A sustainable burger and fries

It has become de rigueur for conservatives to oppose a livable minimum wage but support the Earned Income Tax Credit. Why?

I see there's a consistent philosophy opposing both - i.e. a fervent belief in the absolute power of markets. But what's the philosophy that says employers should be able to pay a wage that is unsustainable, while the taxpayers pick up the slack?  Perhaps pragmatic conservatives recognize that a large percentage of adults making an unlivable wage is, by definition, unsustainable and might eventually result in starving peasants with pitchforks and torches (or AR-15s and cell phones). There are two options to prevent the rise of the unfed mob: market-based government intrusion, or redistributive government intrusion.

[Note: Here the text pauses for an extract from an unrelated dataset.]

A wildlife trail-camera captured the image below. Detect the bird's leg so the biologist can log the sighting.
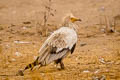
[60,60,65,69]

If you believe in the power of markets, then an unlivable wage is a market distortion.  Why shouldn't McDonalds' prices reflect the true costs of a sustainable burger and fries? The costs and poverty impacts of an unlivable wage should be priced into  products to prevent these problems in the first place. Every job should have the dignity of a livable wage.  It seems pretty simple. If people don't receive a livable wage they need either government handouts or will turn to crime (19 years for a loaf of bread, anyone?). These are costs society will pay, one way or another. A market-based government intrusion (livable minimum wage) forces the market to correctly cover, rather than socializing, costs.

Granted, if all fast food restaurants raised prices their business would drop, but so what? People would decide to spend money elsewhere (or perhaps save it) rather than spend on a state-subsidized burger and fries.  Realistic pricing of fast-food and retail service isn't likely to collapse our economic system (and the jobs aren't going to China).  Maybe we'd see some healthier life-style choices if burgers, fries and Walmart's cheap plastic crap weren't being subsidized.

On the other hand, if you believe that the purpose of government is to help our Galtian overlords at minimal costs to them, then the EITC is your favorite solution. The EITC is inherently a redistributive government intrusion that is used to reduce the pressure for a sustainable wage. The EITC allows particular services and products to be provided at less than sustainable wages, and shifts costs to the broader set of taxpayers. The irony is that the progenitor of this idea in the US was Milton Friedman (Free to Choose your corporate subsidies?). The EITC is at its heart redistribution - but not redistribution for the good of society, but for the benefit to the few at the top. Keep the peasants just a bit above starving while spread the costs as wide as possible.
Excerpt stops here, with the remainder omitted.